22. The display system of claim 21 wherein each of said submatrices comprises n.sup.2 cells in n cell-by-n cell arrangement, n being an integer power of 2 and wherein said dither matrix D.sub.n comprises the matrices k[4D.sub.n/2 ], k[4D.sub.n/2 + U.sub.n/2 ], k[4D.sub.n/2 + 2U.sub.n/2 ] and k[4D.sub.n/2 + 3U.sub.n/2 ] in two-by-two arrangement, D.sub.2 being a two-by-two matrix comprising the numbers 0, 1, 2 and 3, U.sub.2 being a two-by-two matrix each element of which is 1 and k being a predetermined scalar constant.
Description



BACKGROUND OF THE INVENTION

The present invention relates to animated bi-level display systems and, in particular, to circuitry for reducing scintillations in animated dithered displays.

At the heart of a bi-level display system is a display panel typically comprising a matrix of individual, closely spaced display cells each of which resides in one of two visual states. That is, each display cell is either completely energized (on) or completely de-energized (off). Picture images and other graphic data are readily displayed on a bi-level display panel via selective energization of its cells.

Since the cells of a bi-level display panel are either completely on or completely off, the panel has no inherent capability for representing gray scale in reproduced images. Advantageously, however, it is known that a subjective impression of gray scale can be produced by way of a technique known as "dither processing." In a so-called "dithered display system" the observer is made to perceive various shades of gray, i.e., various intensities, in the reproduced image by appropriate arrangement of on and off cells.

Dither is implemented in a bi-level display system by dividing the image to be reproduced into a matrix of picture elements, each element corresponding to a respective cell of the display panel. A predetermined dither threshold value is assigned to each display cell. If the intensity of any given picture element is greater than the dither threshold value assigned to the corresponding display cell, that cell is turned on. Otherwise, it is maintained off.

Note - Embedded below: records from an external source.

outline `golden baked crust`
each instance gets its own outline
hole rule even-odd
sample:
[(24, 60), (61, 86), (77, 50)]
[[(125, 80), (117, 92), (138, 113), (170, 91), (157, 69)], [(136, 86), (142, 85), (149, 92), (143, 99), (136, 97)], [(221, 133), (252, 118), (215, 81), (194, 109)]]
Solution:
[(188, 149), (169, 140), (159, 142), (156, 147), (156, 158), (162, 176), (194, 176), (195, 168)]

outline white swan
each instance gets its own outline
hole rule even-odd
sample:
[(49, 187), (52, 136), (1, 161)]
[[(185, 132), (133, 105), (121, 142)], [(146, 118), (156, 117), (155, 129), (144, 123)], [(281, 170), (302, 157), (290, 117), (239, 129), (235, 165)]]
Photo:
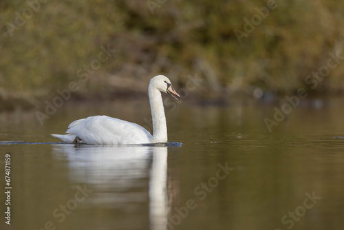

The copending patent application of C. N. Judice, Ser. No. 542,863 filed on the same day as this application and assigned to the same assignee discloses that animated images can be advantageously presented in dithered display systems by utilizing therein a technique known as "conditional replenishment." In accordance with this technique, the only display cells which are accessed to receive a "write" or an "erase" signal in any given frame are cells which are to have states in that frame which differ from their respective states in the previous frame. The remaining cells are not accessed at all. Rather, they are maintained in their respective previous on or off states.

Disadvantageously, a displeasing random scintillation of cells may be observed when this animation technique is implemented in a dithered display system. However, the copending application of C. N. Judice and C. S. Roberts, Ser. No. 542,862 filed on the same day as the present application and assigned to the same assignee discloses that, advantageously, these scintillations can be substantially eliminated via a technique referred to as "hysteretic dither thresholding." A hysteresis band is established about each dither threshold value. The band is delimited by upper and lower dither threshold values located on opposite sides of the conventional, or nominal, value. An off cell is turned on only if the intensity of the corresponding picture element becomes greater than the upper threshold value. An on cell is turned off only if the intensity of the corresponding picture element becomes less than the lower threshold value.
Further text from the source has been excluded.